Calgary Herald

Dear Evelyn takes top fiction prize

- ADINA BRESGE

TORONTO British-Canadian author Kathy Page choked back tears as she thanked her parents for the love letters that inspired her book, Dear Evelyn, which won the $50,000 Rogers Writers’ Trust Fiction Prize on Wednesday night.

The wartime romance tracks the 70-year union between the working-class Harry Miles and the strongwill­ed Evelyn Hill as their relationsh­ip is tested by global conflict, the challenges of child rearing and the pursuit of individual meaning in a shared life.

Page, who lives in Salt Spring Island, B.C., said it took her eight years to write Dear Evelyn, partly because of her struggle to wrestle with its unusually personal subject matter.

Page said that in a sense, she felt she was sharing the honour with her parents.

“So much of our shared life was behind the writing of it,” she said. “And the whole of my life, which they obviously deeply influenced, propelled me ultimately to this book.”

Page, twice nominated for the Scotiabank Giller Prize for her works of short fiction, beat out four other contenders, including awards darlings Esi Edugyan and Rawi Hage, for the $50,000 prize.
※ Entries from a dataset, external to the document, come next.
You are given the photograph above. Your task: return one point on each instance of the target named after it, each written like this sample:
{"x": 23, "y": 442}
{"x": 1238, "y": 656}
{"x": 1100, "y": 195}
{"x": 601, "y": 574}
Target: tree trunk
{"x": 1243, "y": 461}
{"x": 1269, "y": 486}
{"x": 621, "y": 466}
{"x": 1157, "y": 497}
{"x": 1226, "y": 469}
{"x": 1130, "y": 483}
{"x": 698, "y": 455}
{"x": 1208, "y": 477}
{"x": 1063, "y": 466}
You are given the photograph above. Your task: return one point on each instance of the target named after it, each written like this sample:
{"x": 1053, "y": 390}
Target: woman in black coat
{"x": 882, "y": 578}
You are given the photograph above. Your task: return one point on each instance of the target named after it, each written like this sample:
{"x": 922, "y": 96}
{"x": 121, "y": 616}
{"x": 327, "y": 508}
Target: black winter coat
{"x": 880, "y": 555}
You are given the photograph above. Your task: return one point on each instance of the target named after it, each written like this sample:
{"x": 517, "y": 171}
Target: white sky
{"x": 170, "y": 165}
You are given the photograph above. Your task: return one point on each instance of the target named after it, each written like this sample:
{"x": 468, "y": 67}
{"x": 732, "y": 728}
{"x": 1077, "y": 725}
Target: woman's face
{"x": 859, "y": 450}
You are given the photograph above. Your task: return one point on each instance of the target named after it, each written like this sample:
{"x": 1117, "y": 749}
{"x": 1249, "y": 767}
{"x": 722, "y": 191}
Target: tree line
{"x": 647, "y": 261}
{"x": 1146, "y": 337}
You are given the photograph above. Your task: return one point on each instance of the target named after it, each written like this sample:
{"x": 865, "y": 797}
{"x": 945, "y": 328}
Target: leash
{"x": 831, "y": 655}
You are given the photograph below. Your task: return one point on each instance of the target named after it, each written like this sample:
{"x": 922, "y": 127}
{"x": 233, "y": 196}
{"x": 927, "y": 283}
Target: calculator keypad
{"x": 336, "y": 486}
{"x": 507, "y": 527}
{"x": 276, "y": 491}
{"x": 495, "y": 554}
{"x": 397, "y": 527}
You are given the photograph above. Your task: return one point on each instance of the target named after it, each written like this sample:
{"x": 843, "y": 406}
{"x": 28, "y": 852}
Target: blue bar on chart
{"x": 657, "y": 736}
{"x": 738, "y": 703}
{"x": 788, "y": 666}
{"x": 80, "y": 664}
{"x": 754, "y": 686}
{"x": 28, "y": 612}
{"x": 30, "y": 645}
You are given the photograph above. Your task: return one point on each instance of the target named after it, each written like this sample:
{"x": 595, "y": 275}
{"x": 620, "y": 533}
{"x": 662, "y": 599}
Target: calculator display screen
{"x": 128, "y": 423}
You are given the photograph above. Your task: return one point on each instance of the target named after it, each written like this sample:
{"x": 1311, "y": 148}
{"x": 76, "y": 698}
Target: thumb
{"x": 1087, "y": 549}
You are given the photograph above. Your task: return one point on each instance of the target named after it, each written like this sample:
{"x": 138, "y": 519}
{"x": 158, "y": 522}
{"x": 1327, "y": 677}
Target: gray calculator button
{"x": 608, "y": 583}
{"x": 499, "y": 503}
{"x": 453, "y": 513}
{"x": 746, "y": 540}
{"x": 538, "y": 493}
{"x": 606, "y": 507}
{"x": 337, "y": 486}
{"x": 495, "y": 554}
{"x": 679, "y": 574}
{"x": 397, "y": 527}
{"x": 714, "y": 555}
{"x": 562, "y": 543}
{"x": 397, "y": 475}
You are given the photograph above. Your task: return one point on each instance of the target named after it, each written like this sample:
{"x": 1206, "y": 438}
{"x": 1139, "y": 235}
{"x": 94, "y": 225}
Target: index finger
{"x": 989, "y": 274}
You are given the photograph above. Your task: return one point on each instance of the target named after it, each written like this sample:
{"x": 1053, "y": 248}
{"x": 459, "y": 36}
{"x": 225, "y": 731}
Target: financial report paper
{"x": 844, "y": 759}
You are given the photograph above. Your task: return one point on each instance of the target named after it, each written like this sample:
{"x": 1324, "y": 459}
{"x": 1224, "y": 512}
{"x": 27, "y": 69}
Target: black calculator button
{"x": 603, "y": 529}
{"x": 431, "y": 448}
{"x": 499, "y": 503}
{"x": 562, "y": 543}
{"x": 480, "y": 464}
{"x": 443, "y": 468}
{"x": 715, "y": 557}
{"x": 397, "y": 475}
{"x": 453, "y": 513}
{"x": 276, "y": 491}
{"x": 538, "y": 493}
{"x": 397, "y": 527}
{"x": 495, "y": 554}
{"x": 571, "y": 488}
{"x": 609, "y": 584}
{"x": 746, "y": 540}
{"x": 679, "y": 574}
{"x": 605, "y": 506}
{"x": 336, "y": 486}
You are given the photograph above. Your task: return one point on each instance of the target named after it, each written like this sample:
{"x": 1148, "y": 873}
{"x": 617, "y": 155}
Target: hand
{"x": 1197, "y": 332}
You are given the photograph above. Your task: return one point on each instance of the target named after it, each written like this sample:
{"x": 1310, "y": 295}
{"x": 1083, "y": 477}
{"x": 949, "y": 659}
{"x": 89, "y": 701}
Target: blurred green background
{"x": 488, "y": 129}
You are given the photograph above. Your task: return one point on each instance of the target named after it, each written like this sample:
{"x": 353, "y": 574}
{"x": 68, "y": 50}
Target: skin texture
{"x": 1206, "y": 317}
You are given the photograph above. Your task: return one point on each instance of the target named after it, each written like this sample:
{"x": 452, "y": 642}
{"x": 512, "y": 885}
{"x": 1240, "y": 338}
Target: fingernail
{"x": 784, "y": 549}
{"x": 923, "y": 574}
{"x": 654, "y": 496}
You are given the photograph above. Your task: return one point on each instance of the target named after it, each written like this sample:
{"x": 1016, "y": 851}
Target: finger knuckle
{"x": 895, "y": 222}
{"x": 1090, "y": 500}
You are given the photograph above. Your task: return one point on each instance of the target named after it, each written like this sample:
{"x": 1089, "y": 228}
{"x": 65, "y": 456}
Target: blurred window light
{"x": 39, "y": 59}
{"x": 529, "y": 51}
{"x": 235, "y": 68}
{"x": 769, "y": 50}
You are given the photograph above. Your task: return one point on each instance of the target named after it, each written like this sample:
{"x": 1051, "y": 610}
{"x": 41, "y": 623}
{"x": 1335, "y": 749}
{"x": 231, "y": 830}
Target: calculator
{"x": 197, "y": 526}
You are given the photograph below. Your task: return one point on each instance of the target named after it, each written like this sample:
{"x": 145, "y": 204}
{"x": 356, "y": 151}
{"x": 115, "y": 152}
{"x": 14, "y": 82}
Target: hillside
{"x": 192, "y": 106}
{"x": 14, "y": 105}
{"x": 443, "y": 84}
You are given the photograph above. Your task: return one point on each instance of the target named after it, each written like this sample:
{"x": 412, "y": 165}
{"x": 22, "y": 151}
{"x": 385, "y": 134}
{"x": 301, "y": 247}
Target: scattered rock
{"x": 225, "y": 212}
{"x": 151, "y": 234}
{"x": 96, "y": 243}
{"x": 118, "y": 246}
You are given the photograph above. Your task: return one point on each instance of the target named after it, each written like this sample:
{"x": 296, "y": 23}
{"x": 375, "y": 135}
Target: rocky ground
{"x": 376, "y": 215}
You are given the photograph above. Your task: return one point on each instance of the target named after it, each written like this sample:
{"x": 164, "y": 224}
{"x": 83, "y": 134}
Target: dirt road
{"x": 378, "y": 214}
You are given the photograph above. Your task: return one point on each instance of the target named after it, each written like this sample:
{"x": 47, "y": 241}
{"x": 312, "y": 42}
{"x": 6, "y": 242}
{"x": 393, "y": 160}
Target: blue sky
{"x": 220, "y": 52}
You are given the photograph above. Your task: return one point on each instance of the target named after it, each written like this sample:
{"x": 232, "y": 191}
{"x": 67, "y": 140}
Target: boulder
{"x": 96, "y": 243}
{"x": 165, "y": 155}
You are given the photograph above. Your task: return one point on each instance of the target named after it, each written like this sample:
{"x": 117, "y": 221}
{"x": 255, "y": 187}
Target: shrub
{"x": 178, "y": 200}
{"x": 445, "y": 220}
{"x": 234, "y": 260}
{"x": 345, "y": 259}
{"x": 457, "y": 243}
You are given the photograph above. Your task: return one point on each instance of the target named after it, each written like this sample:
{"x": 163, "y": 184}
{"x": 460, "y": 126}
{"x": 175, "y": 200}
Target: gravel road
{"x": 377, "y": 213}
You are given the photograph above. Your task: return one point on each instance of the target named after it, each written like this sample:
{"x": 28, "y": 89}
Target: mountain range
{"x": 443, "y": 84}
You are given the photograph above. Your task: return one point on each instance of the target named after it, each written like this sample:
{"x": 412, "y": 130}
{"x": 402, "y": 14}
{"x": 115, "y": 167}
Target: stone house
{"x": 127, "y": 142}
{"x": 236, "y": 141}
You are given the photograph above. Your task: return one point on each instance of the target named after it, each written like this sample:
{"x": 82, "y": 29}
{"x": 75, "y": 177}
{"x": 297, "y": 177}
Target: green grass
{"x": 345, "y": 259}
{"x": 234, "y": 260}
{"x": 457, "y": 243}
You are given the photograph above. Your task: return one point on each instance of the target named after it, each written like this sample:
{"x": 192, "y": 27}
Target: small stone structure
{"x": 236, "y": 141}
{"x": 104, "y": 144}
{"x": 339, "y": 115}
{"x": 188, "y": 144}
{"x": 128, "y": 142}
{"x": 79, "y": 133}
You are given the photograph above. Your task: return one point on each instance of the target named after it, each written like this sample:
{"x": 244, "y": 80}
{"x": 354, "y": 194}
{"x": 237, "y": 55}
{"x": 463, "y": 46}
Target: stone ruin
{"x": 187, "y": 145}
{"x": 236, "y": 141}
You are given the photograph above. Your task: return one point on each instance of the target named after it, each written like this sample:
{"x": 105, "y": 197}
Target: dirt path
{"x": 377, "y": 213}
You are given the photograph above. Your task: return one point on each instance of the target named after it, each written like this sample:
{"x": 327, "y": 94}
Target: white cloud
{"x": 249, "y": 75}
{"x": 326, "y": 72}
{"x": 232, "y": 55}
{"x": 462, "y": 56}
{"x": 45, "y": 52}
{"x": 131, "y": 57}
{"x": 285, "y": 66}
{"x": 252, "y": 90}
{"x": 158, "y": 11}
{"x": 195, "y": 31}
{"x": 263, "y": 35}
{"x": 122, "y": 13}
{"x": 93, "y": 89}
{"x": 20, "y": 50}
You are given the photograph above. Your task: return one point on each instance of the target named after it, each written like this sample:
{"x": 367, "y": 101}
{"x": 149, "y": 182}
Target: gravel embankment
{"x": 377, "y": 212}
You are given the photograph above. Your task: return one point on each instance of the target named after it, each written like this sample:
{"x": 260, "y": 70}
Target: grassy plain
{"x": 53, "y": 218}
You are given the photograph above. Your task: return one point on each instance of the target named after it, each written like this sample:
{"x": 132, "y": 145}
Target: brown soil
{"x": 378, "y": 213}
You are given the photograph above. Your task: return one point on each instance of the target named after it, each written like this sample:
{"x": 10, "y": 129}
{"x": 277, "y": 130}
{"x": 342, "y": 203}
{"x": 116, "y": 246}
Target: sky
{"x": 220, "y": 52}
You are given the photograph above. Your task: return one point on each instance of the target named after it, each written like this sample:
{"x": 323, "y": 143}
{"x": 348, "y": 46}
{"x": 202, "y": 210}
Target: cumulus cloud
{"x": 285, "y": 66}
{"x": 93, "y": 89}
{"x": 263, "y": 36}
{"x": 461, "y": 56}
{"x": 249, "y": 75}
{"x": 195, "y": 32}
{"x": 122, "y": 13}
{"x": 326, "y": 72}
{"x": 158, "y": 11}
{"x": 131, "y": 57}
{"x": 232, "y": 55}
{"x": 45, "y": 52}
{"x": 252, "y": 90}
Page was among seven authors being honoured at the 2018 Writers’ Trust Awards, which gave out more than $260,000 in prizes Wednesday night.

Ottawa-based author Elizabeth Hay won the $60,000 Hilary Weston Writers’ Trust Prize for Non-fiction for All Things Consoled: A Daughter’s Memoir, which details her experience acting as a guardian and caregiver to her parents.

Hay said in an interview that she intended the memoir as a tribute to her late parents, and while she thinks they would be thrilled about her win, she wouldn’t want them to read the book.

“It’s a book I couldn’t have written when they were alive, because there were things in it that would have hurt them,” said Hay. “(Parents) are our first characters. My parents were a formidable pair . ... I studied them, I endured them, I loved them for 60 years, so that means I spent 60 years with these characters. For a writer, that’s a gift.”

Hay, who won the 2002 Writers’ Trust Engel/Findley Award and the Giller in 2007, was among five finalists who made the short list for the $60,000 prize, billed as the richest annual literary award for a book of nonfiction by a Canadian writer.